1. Concepts
  2. Action Execution

Concepts

Action Execution

How actions get executed

Overview

Actions are the work horses of Stubber.
Actions are defined on the flow.
Anytime anything happens in Stubber, an action is being executed. Having an understanding of how actions are executed is key to understanding how Stubber works.
Actions can get triggered by various mechanisms, primarily on the stub interface, by an LLM, by a feedback call or by a webhook.
A full list of trigger methods can be found here.
Once an action is triggered it starts execution.

Execution Phases

Actions do 4 things:

  1. collect data
  2. run tasks
  3. send notifications
  4. record metrics

Actions do these things in 3 execution phases:

  1. intent - the user or AI is evaluating the action for required data
  2. execution - the action is being executed
  3. effect - the action is sending notifications and recording metrics

Data Collection

The first part of action execution is to collect data. This is done by the system that will trigger the action.
This is usually one of the following:

1. Stub Action

On the Stubber Platform, a stub action is triggered by a user on the stub interface. A form is presented to the user and the user fills in the form and submits the form.

2. Feedback Action

A Stubber system receives a message for example a WhatsApp message, or Webchat message and the system will call the feedback action with all the data from the message. A feedback action could also be a LLM response, where the LLM is replying to a prompt.

3. LLM Action Call

The LLM calls an action directly. This is done by the LLM calling the action with the data that is specified in the action fields.

4. Webhook Action

A webhook is called by an external system and the webhook will call the action with the data that is specified in the action fields.

5. Heimdal Action

A Heimdal action is called by the Heimdal system when an event is triggered. The data passed to the action will be based on the event that was emitted into Heimdal.

A full list of trigger methods can be found here.

Execution Order

1. Trigger and Queueing

The first part of understanding how actions work is to understand how an action is triggered.
Once an action is triggered it is allocated to a worker node within the Stubber Platform to be executed.
Actions are queued in sequence for a particular stub. This means if two actions are triggered immediately after each other, the first action will complete execution before the system starts to execute the second action.
The Stubber Platform ensures in-order execution of actions to prevent race conditions and allow deterministic flow through the states. (There is a action_meta property that can be set to allow out of order execution of actions, but this is not the default behavior, it's called bulk_random_order and is used for bulk actions). There are special cases where this is not desired and can be switched off by setting the action to a "bulk action".

Example : Triggers

  • A webhook calls into Stubber and triggers an action called capture_sales_lead on a stub with stubref 2025-01-01-STUB-ABCD.
  • 100ms later a Whatsapp message gets routed to the same stub which by default runs the feedback action _update_from_whatsapp.

Execution

  • The first capture_sales_lead action starts to execute and the _update_from_whatsapp is queued
  • After all the tasks have been run, notifications queued the capture_sales_lead action completes
  • Then the _update_from_whatsapp action starts to execute.

2. Running Tasks

When the node starts executing an action the first execution step is to run the tasks in order sequentially.
The action's tasks will run one after the other by following the __order property in the task object.
The task's conditions array is evaluated and each entry is evaluated as a JSONata expresssion.
If all the items in the conditions array pass the task is run.
The type of task to run is specified in the tasktype property.
The result of the task is stored into the stubpost.tasks property along with any return data from the task.
Once all tasks are complete the action execution moves to the notifications part.

3. Sending Notifications

After all tasks have run, the notifications are queued.
It's important to note that notifications are done "out of band", which means they are queued to the various notification platforms.
The results of notifications are not readable by an action, the notifications are sent of in a "fire and forget" method.
This frees up the system from all the complexity of sending notifications and allows the action to execute quickly.
Notification handlers are specific to each platform and will read the notifications that are queue and send out the notifications, they usually run special actions called event actions to allow status of the notifications to feed back into the stub.

4. Recording Metrics

The last part of action execution is to record metrics.
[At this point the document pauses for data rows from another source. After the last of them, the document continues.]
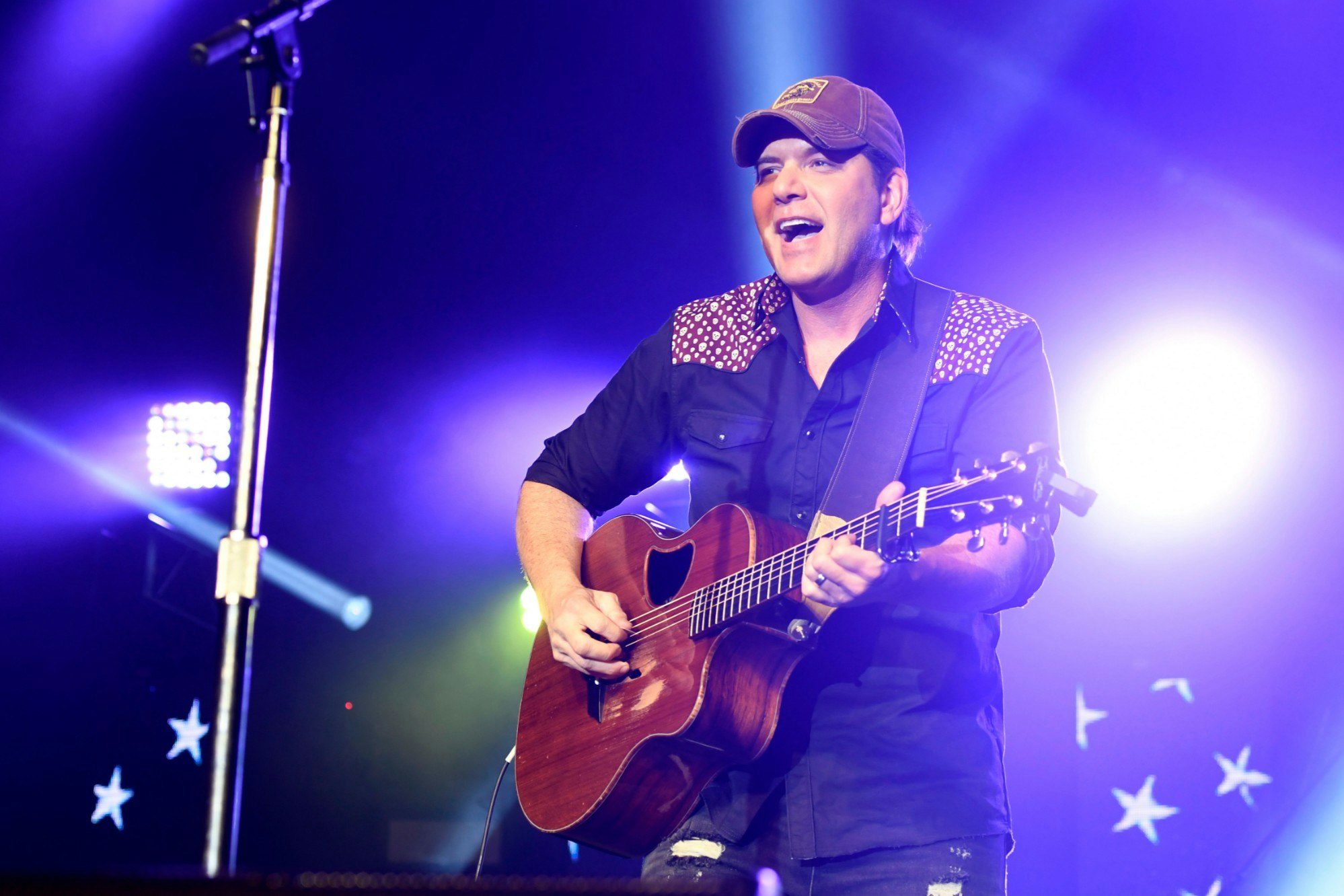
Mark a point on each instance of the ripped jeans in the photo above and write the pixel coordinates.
(965, 867)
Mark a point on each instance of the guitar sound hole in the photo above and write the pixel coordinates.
(669, 571)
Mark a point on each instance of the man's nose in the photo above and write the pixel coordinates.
(788, 184)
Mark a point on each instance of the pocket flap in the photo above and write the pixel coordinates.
(932, 437)
(726, 431)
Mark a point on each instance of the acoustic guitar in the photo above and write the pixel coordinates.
(719, 625)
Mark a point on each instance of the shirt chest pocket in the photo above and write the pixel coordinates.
(723, 431)
(929, 455)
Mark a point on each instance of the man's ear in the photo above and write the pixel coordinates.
(894, 195)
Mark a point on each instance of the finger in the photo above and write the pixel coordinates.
(859, 560)
(596, 668)
(599, 622)
(812, 591)
(611, 606)
(821, 550)
(890, 493)
(840, 583)
(585, 646)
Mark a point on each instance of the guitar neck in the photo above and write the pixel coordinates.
(734, 595)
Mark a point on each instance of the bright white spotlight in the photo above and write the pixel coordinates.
(531, 609)
(186, 444)
(1181, 425)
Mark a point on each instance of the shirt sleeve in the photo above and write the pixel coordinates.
(624, 441)
(1012, 410)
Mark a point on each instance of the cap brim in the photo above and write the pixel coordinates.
(820, 130)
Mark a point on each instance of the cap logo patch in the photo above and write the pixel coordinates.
(802, 91)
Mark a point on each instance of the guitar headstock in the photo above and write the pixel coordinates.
(1016, 490)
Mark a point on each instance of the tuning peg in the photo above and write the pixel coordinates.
(802, 629)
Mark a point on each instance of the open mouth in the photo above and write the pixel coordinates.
(794, 229)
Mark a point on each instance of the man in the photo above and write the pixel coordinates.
(886, 774)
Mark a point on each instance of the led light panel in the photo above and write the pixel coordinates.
(188, 444)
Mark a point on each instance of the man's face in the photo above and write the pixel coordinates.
(820, 215)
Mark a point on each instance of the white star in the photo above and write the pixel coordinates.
(1237, 777)
(110, 800)
(190, 731)
(1181, 684)
(1082, 718)
(1142, 811)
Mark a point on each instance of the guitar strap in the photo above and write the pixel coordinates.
(879, 441)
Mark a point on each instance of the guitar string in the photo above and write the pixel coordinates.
(938, 490)
(745, 581)
(670, 622)
(737, 579)
(703, 607)
(689, 611)
(785, 562)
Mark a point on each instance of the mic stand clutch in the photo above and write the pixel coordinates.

This is done once we know the action has completed all the work done, and any metric are supposed to record data for analytical data, give that the action executed successfully.

5. Saving the Stubpost

Once all the tasks have been run, notifications sent and metrics recorded, the system will save the result into the stub as a stubpost. The stubpost contains all the results of the task execution and the data that was collected / saved during the execution of the action.

Practical Tips

Finding the Action

When you need something to happen in Stubber the first thing you need to do is find the action that will be triggered.
It might be that a message is being received on a stub, then you need to look for the feedback action that is triggered when a message is received.
If you want something to happen when a stub is created you will likewise look for a lifecycle action like the _create action.
Sometimes the action is just a standard stub action and you can implement the action directly on the flow.